Trump & Obamacare: Update on Patient Freedom Act
Just weeks into Donald Trump’s presidency, it is unclear exactly what is happening to Obamacare, but he signed an executive order in January showing his commitment to dismantling the Affordable Care Act.
In the latest installment of our Trump and Obamacare series, the UMHS Endeavour looks at exactly what is projected to happen to the Affordable Care Act (ACA) under the new Trump administration, including the proposed Patient Freedom Act. We will look at information from CNN Money, MedPage Today and other online sources, and explain exactly how proposed legislation may affect doctors and future doctors in U.S. health care.
Will Patient Freedom Act Replace Obamacare?
Senior Trump advisor Kellyanne Conway told ABC News in mid-January that President Trump “wants to get rid of that Obamacare penalty almost immediately, because that is something that is really strangling a lot of Americans to have to pay a penalty for not buying,” according to an article on CNN Money.
The individual mandate, which charges Americans a penalty for not having health insurance, is likely the first part of Obamacare to be removed.
What exactly will replace Obamacare? Last month, Republican senators introduced the Patient Freedom Act, which is being called an “alternative” health-care plan to Obamacare, the website MedPage Today reported in a January 27, 2017 article. The Patient Freedom Act is noteworthy because it allows states the flexibility to either keep Obamacare or opt of it entirely. This is of particular interest to doctors and future doctors because it allows “blue” states with large Obamacare plan enrollment (New York and California, for example) to keep current health plans, guaranteeing that doctors can continue serving patients on ACA insurance plans.
States in which Obamacare enrollment is low would have the ability to opt out of the Affordable Care Act.
MedPage Today said the Patient Freedom Act would allow states to “turn to a state-run market-based option that leverages federal funds or design their own plan without these federal dollars.”
The Patient Freedom Act naturally has fans and critics alike. One of its fans told MedPage Today that the bill is “likely quite workable,” while others aren’t so sure.
“I think it’s great that Republican senators are talking about maintaining coverage. The question is whether this proposal will have political legs to make it across the finish line,” lobbyist Lauren Aronson told MedPage Today.
Ms. Aronson works for lobbying firm Mehlman, Castagnetti, Rosen & Thomas. She directed the Office of Legislation at the Centers for Medicare and Medicaid Services from 2012 to 2015.
Aronson said she worried about whether getting rid of the mandate would lead to a deterioration in the risk pool. “You need a strong hook to encourage people to buy coverage,” she said.
Senator Bill Cassidy, MD (R-La.), presented the Patient Freedom Act at a press conference in January, with Senator Susan Collins (R-Maine).
“California, New York, you love Obamacare. You can keep it,” Senator Cassidy said, noting that states where premiums are higher could choose something else.
What parts of the Affordable Care Act would the bill get rid of? Both the individual and employer mandate as well as the 3: 1 age band (limiting older adults from being charged high premiums or a 3:1 ratio), according to the website AmericanActionForum.org.
MedPage Today says many believe this “raises costs for younger beneficiaries.”
Bill Keeps Popular Parts of Obamacare
The bill keeps some of the most popular elements of Obamacare, including not allowing insurance companies to deny coverage based on pre-existing conditions and allowing adult children to stay on their parents’ health insurance until age 26.
MedPage Today outlined three options states could choose from under the Patient Freedom Act:
- “Re-implementing the Affordable Care Act.”
- “Selecting a new state alternative high deductible plan that uses Roth Health Savings Accounts.”

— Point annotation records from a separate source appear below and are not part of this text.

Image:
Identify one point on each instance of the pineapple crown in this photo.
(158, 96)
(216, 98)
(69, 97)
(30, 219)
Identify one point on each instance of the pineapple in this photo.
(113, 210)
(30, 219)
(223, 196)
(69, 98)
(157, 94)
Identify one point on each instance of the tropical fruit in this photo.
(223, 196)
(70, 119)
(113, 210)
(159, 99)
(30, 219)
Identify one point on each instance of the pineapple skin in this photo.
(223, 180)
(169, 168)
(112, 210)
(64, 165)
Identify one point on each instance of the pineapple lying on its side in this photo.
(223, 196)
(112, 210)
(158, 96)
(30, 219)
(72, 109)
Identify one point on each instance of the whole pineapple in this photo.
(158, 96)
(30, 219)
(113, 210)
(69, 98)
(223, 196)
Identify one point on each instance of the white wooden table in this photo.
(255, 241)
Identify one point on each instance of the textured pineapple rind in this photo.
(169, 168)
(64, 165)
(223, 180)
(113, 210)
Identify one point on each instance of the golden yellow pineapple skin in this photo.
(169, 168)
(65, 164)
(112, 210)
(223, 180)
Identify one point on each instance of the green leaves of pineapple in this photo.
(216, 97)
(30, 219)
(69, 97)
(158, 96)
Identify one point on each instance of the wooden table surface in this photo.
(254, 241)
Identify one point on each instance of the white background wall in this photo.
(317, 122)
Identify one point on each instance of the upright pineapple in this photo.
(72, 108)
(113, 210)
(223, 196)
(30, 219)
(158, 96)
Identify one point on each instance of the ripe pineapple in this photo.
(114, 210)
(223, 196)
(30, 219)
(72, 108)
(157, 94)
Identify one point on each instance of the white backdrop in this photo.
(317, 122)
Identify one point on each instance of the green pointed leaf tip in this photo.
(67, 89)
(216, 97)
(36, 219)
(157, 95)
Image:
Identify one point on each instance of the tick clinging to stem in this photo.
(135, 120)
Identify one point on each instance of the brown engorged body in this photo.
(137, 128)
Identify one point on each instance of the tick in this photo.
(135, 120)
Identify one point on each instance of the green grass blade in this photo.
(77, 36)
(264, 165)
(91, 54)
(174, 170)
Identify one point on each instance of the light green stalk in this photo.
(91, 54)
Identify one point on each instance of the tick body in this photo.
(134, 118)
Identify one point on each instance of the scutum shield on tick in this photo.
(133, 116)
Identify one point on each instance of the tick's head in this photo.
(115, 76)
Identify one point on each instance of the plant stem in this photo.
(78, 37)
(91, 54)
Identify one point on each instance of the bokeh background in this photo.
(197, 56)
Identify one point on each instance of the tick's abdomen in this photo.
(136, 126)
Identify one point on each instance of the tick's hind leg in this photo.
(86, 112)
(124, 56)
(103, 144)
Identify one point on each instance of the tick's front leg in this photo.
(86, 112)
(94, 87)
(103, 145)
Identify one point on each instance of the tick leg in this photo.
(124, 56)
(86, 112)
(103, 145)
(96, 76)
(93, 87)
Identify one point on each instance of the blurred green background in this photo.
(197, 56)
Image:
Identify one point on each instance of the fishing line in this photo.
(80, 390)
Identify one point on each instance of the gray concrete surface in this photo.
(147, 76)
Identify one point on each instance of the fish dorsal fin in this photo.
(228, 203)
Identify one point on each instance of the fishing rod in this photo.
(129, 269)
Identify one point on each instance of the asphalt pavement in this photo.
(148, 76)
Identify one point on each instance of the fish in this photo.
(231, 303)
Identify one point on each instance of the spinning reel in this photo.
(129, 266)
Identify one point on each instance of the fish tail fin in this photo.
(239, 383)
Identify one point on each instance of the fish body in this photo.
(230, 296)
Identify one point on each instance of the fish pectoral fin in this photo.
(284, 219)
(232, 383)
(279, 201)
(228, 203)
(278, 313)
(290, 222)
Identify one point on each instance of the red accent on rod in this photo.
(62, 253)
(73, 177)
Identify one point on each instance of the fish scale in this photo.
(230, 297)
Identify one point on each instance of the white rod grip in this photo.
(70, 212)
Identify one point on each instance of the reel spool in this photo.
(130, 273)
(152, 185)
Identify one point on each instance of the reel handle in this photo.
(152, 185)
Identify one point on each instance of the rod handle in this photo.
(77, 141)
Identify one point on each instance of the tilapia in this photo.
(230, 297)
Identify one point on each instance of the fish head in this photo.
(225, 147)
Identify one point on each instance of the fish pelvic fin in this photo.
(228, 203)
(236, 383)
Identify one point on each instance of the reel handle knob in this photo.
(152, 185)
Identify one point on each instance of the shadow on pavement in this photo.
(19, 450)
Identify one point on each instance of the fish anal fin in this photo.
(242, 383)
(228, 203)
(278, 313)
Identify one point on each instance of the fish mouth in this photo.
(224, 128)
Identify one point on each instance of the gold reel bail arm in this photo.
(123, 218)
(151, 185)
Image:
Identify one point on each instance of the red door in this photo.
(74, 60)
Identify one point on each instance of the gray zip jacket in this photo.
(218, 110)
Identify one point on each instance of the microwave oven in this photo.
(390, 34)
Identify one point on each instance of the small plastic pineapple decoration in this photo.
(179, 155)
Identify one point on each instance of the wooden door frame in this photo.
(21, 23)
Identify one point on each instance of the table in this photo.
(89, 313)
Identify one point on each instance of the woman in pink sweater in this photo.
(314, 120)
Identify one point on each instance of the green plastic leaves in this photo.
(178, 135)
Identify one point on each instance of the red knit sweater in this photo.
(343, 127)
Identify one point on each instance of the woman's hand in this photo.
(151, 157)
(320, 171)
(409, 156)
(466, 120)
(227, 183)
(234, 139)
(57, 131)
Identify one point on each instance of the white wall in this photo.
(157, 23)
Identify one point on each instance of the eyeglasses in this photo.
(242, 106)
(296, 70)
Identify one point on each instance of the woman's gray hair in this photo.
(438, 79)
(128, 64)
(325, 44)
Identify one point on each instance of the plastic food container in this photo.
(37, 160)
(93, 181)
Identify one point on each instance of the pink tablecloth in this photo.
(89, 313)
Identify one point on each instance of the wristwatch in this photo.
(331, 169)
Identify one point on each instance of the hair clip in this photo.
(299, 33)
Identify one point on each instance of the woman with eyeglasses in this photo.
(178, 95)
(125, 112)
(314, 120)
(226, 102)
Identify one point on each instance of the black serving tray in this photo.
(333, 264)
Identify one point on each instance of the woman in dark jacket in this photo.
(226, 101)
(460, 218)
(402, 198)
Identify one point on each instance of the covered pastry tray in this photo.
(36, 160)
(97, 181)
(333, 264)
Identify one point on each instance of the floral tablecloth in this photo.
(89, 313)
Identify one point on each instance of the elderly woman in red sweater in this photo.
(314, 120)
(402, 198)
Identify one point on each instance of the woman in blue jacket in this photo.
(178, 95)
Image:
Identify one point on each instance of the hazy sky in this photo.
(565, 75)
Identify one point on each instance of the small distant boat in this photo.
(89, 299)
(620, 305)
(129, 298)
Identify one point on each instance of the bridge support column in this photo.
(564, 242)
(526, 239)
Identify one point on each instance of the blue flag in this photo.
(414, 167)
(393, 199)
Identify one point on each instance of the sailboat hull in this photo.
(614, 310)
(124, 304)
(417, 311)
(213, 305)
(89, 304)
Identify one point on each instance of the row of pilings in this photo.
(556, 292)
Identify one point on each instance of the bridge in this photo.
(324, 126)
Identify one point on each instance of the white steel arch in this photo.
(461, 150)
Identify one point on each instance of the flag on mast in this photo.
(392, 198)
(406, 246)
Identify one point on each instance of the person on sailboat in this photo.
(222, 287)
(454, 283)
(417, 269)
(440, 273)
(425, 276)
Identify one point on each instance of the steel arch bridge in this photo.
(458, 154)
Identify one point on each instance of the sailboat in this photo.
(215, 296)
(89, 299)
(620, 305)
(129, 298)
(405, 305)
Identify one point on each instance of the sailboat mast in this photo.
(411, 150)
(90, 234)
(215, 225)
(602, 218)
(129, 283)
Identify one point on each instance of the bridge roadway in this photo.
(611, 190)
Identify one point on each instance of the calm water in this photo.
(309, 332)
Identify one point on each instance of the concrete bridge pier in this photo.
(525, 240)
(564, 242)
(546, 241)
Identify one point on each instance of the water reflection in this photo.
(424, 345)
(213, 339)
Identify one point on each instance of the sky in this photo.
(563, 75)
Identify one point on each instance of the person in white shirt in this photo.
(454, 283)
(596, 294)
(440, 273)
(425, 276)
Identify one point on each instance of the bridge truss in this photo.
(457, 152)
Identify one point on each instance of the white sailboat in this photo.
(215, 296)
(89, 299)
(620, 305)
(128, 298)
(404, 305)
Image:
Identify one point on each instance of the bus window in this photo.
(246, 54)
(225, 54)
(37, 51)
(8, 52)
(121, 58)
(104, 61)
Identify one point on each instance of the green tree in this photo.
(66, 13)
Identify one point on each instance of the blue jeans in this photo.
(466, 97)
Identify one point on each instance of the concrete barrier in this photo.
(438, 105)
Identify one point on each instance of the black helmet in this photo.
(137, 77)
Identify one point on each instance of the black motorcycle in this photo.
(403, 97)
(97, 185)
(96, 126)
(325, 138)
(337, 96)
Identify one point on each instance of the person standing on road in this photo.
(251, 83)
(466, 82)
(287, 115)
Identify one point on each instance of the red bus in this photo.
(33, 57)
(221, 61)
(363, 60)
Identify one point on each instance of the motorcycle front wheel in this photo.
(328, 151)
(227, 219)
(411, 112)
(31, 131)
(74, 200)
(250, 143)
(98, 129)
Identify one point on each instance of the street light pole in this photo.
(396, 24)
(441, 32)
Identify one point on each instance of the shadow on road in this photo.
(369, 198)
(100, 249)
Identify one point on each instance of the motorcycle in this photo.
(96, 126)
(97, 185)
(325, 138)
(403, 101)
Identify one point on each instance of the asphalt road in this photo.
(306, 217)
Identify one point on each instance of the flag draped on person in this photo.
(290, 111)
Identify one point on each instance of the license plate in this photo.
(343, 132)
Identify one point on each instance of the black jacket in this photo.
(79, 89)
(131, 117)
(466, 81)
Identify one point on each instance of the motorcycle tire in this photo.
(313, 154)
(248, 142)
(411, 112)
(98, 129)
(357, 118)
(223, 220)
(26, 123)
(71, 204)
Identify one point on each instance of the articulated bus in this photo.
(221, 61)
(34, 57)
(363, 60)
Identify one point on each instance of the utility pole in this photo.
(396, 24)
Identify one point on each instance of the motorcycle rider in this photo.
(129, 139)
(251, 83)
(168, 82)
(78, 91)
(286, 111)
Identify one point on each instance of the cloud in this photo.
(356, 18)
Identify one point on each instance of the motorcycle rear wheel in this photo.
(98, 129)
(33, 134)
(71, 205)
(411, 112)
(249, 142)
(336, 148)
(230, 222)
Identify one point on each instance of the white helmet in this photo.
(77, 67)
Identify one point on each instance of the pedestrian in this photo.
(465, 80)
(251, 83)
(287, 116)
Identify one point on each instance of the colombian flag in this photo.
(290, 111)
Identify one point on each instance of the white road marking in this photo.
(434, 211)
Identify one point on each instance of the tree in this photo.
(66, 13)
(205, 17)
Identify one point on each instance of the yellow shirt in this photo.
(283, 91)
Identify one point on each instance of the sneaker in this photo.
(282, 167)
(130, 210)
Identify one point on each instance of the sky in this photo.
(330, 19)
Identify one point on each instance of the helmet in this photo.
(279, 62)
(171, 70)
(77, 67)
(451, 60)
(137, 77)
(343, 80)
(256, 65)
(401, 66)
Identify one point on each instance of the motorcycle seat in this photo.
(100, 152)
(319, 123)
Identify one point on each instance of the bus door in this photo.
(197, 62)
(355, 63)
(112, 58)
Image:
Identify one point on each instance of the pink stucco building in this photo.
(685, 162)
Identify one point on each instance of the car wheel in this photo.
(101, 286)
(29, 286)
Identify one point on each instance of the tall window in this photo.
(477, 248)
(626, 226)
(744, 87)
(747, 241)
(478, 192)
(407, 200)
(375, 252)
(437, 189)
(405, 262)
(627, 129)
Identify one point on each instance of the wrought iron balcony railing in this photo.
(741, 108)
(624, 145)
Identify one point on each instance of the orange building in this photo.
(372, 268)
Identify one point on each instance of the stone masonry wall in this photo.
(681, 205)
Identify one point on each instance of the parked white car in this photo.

- “Designing a unique plan without federal assistance.”
A Roth Health Savings Account is a pre-tax savings account set up by employers for people with high-deductible health insurance plans.
“The best thing about HSAs from a tax perspective is that you are eligible to deduct the money that you contribute toward the account,” says the website Fool.com. “For 2016, those with individual coverage can contribute up to $3,350 to an HSA, and family coverage has a higher $6,750 contribution limit. In addition, employers are allowed to make contributions to an HSA on your behalf as well. If they do, then the money they contribute is not treated as income.”
Whether the proposed Patient Freedom Act will pass through congress remains to be seen, but it is one of the first known possible “replacements” for Obamacare.